CROSSCAP uses an open-source engine called Tesseract, for text recognition (Tesseract is developed and maintained by GoogleCode).
Scanning considerations
You will achieve best text recognition results when using source documents with few or no illustrations. Ideally, such documents should be scanned with the highest feasible resolution and in bi-tonal mode.
OCR default settings
Before first use, you should make all necessary OCR default settings (see chapter Program Settings, section OCR).
Continuous text recognition (Full Text OCR)
Text recognition may be performed for the entire area of all images scanned, i.e. any recognizable text will be processed. In this case, all the necessary OCR settings are made in the export settings of the desired output format.

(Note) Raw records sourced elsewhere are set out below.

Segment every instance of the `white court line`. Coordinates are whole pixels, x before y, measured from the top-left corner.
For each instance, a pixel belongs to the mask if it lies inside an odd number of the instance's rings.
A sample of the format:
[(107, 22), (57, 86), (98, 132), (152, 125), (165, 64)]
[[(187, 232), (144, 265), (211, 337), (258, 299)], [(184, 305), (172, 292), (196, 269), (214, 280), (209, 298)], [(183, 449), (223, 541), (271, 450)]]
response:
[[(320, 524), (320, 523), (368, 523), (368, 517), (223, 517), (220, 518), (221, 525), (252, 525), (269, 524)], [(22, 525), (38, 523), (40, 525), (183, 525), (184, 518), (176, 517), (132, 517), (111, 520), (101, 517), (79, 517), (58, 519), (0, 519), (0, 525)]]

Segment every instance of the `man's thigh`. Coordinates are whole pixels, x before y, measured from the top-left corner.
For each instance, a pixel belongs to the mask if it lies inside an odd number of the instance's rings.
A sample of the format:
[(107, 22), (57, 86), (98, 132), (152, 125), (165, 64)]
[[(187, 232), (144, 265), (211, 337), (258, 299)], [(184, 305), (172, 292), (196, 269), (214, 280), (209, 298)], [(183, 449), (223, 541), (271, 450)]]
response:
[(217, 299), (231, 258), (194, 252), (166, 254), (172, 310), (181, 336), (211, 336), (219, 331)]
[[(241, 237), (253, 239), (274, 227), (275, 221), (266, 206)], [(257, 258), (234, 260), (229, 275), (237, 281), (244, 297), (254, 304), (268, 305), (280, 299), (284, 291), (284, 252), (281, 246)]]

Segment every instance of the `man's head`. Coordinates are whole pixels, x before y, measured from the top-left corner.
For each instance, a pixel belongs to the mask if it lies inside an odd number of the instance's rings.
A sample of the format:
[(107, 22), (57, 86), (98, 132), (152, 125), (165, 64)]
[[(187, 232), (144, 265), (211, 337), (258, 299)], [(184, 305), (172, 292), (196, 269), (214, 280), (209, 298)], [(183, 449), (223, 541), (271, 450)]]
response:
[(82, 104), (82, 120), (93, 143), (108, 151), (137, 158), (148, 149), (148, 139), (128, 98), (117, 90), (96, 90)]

The following export formats support full-text OCR:
Word file (available only when using the Abbyy Finereader OCR engine!)
Localized text recognition (Zonal OCR)
You may also configure the text recognition engine to process specific areas within images. This is referred to as zonal OCR and may be applied in two different ways:
You may automatically apply zonal OCR, e.g. for creating index data. All settings required will need to be made prior to the start of a project. Please find detailed information on this in chapter Project settings, in the section on Image processing. Alternatively, you may perform zonal OCR manually, during the course of a project. Recognized text may either be inserted into index fields or placed in the Windows clipboard (from where it can be transferred to other applications). Please find detailed information on this in the chapter on Menu bar functions, in section Edit toolbar.
Image processing functions affecting or supporting OCR
The following image processing functions will improve or affect OCR results.
Please refer to respective sections, for more information:
Color replacement - use to remove background coloring. Deskew - use to re-align text, so that it is truly perpendicular. Line removal - use to get rid of interfering lines or frames. Punch hole removal - use to get rid of interfering punch-holes. Despeckle - use to get rid of interfering smudges and speckles.